Unveiling the Secrets Behind Swift Centromere Evolution

A collaborative research team led by Sayuri Tsukahara and Tetsuji Kakutani at the University of Tokyo has elucidated a mechanism by which retrotransposons, genetic components that can “hop” across chromosomes and are recognized as factors in evolution, preferentially insert into the centromere. The results were published in the journal Nature.

The centromere represents the narrowest section of the chromosome that divides it into a long and short arm, similar to how the waist separates the upper and lower parts of the body. Its function in conveying information during cell division has remained constant across eukaryotes, which are cells that possess membrane-bound nuclei. This occurs despite significant variations in DNA sequences both among and within species, a phenomenon referred to as the “centromere paradox.”
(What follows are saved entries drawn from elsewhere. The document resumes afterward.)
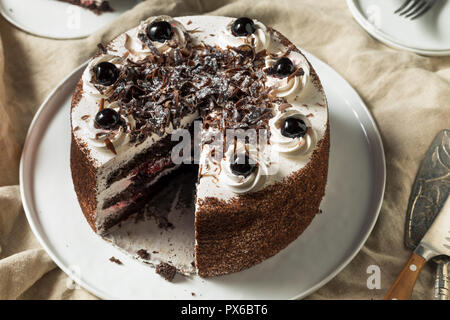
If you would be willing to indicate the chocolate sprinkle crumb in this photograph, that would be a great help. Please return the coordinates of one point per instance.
(115, 260)
(143, 254)
(166, 270)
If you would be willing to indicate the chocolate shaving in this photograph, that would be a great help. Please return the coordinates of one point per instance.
(163, 88)
(110, 146)
(102, 48)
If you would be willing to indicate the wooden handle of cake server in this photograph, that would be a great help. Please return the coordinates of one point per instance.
(404, 284)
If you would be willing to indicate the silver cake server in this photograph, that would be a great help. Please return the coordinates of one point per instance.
(428, 202)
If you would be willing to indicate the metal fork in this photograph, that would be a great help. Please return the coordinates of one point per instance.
(413, 9)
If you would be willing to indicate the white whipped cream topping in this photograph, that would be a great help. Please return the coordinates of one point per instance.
(88, 75)
(118, 136)
(140, 50)
(285, 87)
(260, 39)
(298, 146)
(240, 184)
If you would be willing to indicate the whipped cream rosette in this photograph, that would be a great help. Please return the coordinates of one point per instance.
(118, 136)
(240, 183)
(301, 145)
(260, 39)
(91, 87)
(140, 44)
(292, 85)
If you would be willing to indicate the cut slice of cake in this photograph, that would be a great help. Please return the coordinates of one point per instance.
(230, 99)
(96, 6)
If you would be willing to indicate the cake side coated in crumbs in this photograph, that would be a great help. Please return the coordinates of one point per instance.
(235, 235)
(83, 171)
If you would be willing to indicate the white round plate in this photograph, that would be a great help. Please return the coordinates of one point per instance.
(426, 35)
(350, 208)
(59, 20)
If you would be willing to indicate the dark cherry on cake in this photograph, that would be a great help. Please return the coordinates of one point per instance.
(107, 118)
(282, 68)
(241, 165)
(105, 73)
(293, 127)
(242, 27)
(160, 31)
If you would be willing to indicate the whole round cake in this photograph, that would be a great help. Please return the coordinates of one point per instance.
(230, 99)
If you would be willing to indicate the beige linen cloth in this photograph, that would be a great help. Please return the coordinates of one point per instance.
(409, 96)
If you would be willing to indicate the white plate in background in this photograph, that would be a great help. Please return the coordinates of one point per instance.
(350, 209)
(426, 35)
(59, 20)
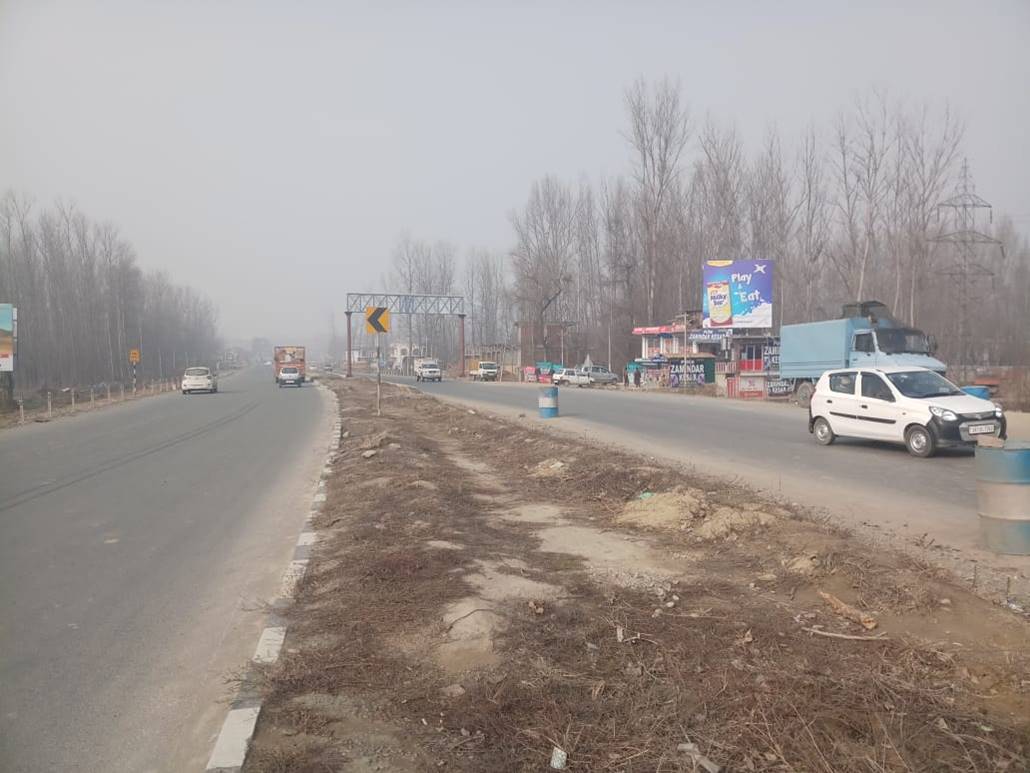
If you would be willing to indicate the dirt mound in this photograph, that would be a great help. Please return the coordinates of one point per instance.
(666, 510)
(728, 521)
(550, 468)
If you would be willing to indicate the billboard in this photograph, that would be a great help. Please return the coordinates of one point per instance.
(736, 294)
(7, 316)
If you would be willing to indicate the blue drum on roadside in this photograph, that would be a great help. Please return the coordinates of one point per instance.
(548, 402)
(1003, 497)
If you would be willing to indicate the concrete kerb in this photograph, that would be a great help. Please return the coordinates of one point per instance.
(238, 729)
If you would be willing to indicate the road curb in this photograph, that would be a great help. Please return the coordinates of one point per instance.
(238, 729)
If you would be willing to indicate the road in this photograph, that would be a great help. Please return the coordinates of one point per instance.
(767, 444)
(138, 545)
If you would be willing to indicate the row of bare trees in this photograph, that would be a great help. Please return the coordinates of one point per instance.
(848, 212)
(83, 302)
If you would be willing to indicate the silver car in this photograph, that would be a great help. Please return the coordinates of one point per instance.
(199, 379)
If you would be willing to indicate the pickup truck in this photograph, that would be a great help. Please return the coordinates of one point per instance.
(486, 371)
(865, 336)
(427, 370)
(571, 377)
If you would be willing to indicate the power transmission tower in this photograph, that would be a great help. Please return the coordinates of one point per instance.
(966, 271)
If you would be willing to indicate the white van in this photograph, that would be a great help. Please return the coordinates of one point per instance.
(916, 407)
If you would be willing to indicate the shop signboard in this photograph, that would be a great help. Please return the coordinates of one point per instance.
(736, 295)
(698, 370)
(8, 330)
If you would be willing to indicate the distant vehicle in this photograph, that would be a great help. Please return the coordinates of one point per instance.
(293, 357)
(427, 370)
(199, 379)
(865, 335)
(289, 375)
(601, 374)
(571, 377)
(486, 371)
(917, 407)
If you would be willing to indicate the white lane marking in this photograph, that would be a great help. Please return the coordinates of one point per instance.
(292, 576)
(231, 748)
(270, 643)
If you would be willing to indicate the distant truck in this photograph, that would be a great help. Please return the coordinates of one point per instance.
(865, 335)
(485, 371)
(427, 370)
(293, 357)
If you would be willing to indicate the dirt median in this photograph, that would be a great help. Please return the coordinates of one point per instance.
(484, 594)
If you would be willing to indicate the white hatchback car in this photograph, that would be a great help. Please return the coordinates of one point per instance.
(199, 379)
(914, 406)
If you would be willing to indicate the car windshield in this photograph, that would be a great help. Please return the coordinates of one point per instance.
(898, 340)
(923, 383)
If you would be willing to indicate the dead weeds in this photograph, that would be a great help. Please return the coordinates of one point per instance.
(727, 652)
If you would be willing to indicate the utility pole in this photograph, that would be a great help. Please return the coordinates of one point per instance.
(966, 272)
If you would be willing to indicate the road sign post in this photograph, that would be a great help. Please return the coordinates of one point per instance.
(377, 322)
(134, 360)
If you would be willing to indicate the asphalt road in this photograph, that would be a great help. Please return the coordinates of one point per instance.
(137, 545)
(768, 445)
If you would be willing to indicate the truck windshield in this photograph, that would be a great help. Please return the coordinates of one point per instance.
(902, 340)
(920, 383)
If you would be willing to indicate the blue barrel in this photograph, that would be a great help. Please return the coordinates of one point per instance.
(981, 392)
(1003, 497)
(548, 402)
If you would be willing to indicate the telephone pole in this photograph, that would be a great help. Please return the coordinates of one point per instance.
(966, 272)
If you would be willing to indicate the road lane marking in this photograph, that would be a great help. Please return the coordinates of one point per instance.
(231, 748)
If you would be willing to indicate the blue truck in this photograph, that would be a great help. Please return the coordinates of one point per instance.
(865, 335)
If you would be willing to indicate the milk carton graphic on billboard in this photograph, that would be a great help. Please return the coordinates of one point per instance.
(737, 294)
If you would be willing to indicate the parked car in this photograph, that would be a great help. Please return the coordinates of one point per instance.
(601, 374)
(427, 370)
(486, 371)
(916, 407)
(571, 377)
(290, 375)
(199, 379)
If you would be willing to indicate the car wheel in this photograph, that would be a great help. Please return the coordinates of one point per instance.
(920, 442)
(823, 432)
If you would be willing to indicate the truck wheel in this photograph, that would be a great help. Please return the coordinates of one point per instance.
(823, 432)
(920, 442)
(803, 394)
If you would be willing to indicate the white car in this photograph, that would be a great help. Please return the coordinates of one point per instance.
(289, 375)
(199, 379)
(916, 407)
(599, 374)
(571, 377)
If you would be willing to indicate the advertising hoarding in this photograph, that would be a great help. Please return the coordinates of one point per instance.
(736, 295)
(7, 330)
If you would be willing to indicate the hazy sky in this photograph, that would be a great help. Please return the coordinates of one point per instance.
(271, 153)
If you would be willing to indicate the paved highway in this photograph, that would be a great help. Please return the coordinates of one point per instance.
(768, 445)
(137, 545)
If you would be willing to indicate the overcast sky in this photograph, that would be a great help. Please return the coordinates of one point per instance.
(271, 153)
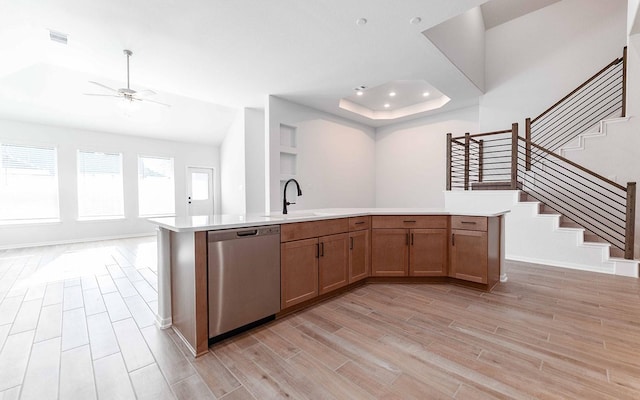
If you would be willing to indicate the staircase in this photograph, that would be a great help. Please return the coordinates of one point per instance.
(562, 213)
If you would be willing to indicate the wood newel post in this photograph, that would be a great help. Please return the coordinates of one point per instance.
(624, 81)
(527, 137)
(480, 159)
(514, 156)
(448, 161)
(467, 140)
(630, 226)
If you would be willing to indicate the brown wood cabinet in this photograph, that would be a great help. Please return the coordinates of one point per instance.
(428, 252)
(314, 259)
(418, 251)
(333, 262)
(299, 271)
(389, 252)
(476, 249)
(359, 255)
(469, 255)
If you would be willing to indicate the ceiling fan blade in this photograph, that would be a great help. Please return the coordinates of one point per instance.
(104, 86)
(157, 102)
(101, 95)
(146, 92)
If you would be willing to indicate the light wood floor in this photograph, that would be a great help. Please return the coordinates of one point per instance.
(77, 322)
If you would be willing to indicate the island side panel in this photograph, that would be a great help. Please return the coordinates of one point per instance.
(201, 293)
(495, 250)
(189, 290)
(163, 318)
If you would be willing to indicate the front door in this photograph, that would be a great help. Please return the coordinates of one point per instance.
(199, 191)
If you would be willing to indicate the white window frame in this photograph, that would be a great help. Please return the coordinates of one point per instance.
(56, 184)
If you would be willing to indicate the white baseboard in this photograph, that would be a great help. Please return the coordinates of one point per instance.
(163, 323)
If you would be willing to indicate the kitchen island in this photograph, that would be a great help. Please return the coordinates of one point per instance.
(325, 252)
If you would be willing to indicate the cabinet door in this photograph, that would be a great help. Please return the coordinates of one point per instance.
(359, 255)
(468, 255)
(333, 262)
(390, 252)
(428, 252)
(299, 271)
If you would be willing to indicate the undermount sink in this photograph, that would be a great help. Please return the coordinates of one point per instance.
(301, 214)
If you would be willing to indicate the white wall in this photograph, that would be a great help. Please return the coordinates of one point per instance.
(232, 168)
(255, 145)
(535, 60)
(336, 158)
(68, 141)
(411, 158)
(461, 40)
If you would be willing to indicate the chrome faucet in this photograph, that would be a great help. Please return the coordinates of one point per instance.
(285, 203)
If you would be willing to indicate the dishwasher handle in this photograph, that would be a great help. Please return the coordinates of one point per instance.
(252, 232)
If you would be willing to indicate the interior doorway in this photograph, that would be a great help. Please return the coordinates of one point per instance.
(199, 191)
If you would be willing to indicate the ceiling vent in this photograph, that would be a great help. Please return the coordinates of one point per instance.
(58, 37)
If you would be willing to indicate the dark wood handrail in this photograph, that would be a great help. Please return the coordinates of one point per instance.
(612, 63)
(578, 166)
(630, 228)
(624, 81)
(484, 134)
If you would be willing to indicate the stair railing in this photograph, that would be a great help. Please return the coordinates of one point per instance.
(504, 160)
(601, 96)
(483, 160)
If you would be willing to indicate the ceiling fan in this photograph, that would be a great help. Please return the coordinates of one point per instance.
(127, 93)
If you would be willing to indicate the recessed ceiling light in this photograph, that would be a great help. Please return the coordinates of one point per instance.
(58, 37)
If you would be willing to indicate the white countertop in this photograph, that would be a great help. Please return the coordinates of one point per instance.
(228, 221)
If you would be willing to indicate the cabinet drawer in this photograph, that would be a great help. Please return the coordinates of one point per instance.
(305, 230)
(469, 223)
(410, 221)
(359, 223)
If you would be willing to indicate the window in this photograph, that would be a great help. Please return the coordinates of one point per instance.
(28, 184)
(156, 189)
(100, 188)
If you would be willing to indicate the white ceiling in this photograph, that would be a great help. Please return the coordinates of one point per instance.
(208, 58)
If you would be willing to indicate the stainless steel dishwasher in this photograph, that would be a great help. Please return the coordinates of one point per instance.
(244, 278)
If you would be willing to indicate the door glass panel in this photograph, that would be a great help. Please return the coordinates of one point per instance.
(199, 186)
Scientists have been aware that the insertion of retrotransposons into the centromere contributes to this variation and hasty evolution. Nevertheless, the specifics of the insertion processes have remained unclear. To bridge this gap, the researchers examined the insertion processes of retrotransposons Tal1 and EVD in the plant Arabidopsis lyrata, also known as lyrate rockcress.

“It has long been acknowledged that a substantial portion of the eukaryotic genome is comprised of transposons concentrated near the centromere,” remarks Tsukahara, the lead author. “However, the factors influencing their distribution and their function within the centromere had not been identified. Studying the mechanisms of retrotransposon integration could illuminate how evolution has ‘shaped’ eukaryotic genomes.”

Until recently, reference data regarding centromeres for Arabidopsis and many other organisms were lacking. However, due to recent advancements in DNA sequencing technology, this reference information has finally been acquired, allowing for the current study. The researchers also utilized a technique previously established by some of the co-authors of this paper, designed to efficiently detect retrotransposon insertions (TEd-seq).

By combining these two technological advancements, the researchers were able to “read” the insertion locations and accurately map the findings onto the centromere region of the reference data.

“The results from TEd-seq surprised us,” Tsukahara mentions, “as retrotransposons Tal1 and EVD exhibited pronounced integration biases. Tal1 integrated primarily into the centromere, with nearly no insertions in the chromosomal arm region. In contrast, EVD integrated into the chromosomal arm, despite being closely related to Tal1.”

Additionally, the researchers discovered that these integration biases reversed when they exchanged a specific region (c-terminal integrase region) between the two retrotransposons. With this indication that nature holds many more secrets yet to be uncovered, Tsukahara shares plans for future research.

“We were astonished by the intricate integration mechanisms of retrotransposons. We aspire to delve deeper into the mechanisms of centromere-specific integration of retrotransposon Tal1. For instance, we aim to identify the factors that bind to Tal1 and examine whether there is a bias in the transmission of Tal1-contained centromeres to the progeny. This may help clarify the effect of retrotransposon insertions on the centromere.”